READING ISSUES AND PTE

Reading is a skill that takes a long time to develop.  It is also the most difficult skill to teach. Perhaps because reading skills are difficult to evaluate and one has a feeling that there really is no way of telling if one has reached a considerably high degree of reading mastery. How would you know one is a very good reader? Some highly literate people have a ready answer to this: When one has read the Harvard Five-foot Classics, or The Great Books.   But saying so puts one in a tight spot. It smacks of snobbery–the suggestion being that other books aren’t worth a whit!

Lofty notions such as that, ironically, has little place in PTE Reading. For one thing, during the test one navigates academic passages–a textual transaction which requires a level of critical engagement equivalent to that of a university student’s. This is no reason to downplay the test items, though, because one of these, re-ordering paragraphs, is legendarily tough. Most times devoid of linkers and implicit transitions, the paragraphs are tossed about in chaos and one’s job is to put order and sequence where there is none. There are sign posts scattered in the passage, but one is given no clue where. Taking the text at face value (for instance, connecting the dots between proper nouns and their relationship to the gist and other things) may help, but only to a certain extent. Other meanings are submerged and can only be dug up by inferential reasoning (as opposed to the evidential one). So, this one’s very tricky really.    

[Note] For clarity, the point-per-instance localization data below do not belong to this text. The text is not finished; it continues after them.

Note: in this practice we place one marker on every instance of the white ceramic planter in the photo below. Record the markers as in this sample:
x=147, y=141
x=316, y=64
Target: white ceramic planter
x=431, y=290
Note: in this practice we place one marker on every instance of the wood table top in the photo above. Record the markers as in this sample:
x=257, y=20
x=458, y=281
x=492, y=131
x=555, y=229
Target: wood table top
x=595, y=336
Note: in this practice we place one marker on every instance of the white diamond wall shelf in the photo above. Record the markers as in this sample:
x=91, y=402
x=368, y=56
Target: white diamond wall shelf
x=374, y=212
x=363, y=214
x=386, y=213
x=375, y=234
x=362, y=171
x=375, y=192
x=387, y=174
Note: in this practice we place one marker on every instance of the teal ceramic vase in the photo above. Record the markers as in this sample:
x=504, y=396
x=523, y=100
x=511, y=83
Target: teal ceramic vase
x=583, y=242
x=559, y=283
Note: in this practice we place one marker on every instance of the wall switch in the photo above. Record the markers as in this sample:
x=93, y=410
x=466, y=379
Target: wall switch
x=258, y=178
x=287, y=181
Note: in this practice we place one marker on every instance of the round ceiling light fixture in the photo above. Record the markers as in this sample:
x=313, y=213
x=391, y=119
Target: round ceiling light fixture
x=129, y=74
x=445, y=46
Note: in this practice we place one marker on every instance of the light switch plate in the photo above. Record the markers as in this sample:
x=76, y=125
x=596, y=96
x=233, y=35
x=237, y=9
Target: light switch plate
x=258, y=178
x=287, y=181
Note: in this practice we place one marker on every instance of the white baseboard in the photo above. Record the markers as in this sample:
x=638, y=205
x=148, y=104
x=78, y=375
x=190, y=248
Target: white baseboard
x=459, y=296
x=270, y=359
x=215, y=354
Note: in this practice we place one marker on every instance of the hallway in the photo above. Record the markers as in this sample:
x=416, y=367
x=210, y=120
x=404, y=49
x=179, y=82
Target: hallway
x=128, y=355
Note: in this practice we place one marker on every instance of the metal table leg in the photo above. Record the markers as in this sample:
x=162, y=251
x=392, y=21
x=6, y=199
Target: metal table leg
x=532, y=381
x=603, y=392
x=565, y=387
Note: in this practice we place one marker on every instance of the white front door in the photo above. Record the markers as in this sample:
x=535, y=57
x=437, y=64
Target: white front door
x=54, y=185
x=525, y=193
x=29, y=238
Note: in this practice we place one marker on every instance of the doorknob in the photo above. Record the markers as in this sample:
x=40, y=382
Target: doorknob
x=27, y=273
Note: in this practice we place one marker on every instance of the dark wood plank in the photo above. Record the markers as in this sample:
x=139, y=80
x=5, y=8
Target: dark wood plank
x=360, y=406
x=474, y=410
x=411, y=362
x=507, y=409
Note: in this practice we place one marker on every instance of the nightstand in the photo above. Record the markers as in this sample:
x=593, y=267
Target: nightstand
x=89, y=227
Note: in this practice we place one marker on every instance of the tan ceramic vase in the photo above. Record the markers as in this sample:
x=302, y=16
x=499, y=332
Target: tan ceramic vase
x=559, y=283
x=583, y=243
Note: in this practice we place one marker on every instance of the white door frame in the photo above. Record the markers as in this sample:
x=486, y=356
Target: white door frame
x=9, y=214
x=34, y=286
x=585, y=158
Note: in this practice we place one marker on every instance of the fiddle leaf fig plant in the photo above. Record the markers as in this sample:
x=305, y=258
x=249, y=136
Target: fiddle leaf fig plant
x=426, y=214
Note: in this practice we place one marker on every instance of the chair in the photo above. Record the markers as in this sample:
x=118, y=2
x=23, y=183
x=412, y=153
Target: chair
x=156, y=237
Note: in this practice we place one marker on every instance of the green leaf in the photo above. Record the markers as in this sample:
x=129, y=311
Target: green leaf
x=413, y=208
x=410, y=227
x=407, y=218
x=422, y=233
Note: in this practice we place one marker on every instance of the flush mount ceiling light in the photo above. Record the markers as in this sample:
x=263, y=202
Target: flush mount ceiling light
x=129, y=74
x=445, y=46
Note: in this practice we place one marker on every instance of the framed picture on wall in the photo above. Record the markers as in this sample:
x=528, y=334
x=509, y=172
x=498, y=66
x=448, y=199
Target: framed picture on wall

However, with an ample diet of heavy reads (preferably out of habit) that lean toward philosophy and the humanities (my personal bias, sorry), one may gain ground with PTE Reading fast.  This won’t translate into superior scores right away (though it’s easy to think of above proficient), but by one’s second mock test telltale signs of a bright prospect start to show. If it seems I’m talking in the abstract here, one had better see the PTE Reading test items for himself so he’ll know what I mean. 

If one hurdles re-ordering paragraphs with a flourish, the rest of the items, namely multiple choice multiple answers, multiple choice single answer, and fill in the blanks, won’t be as much of a challenge. That is, after some time with heavy and thick reads. Reading is its own reward.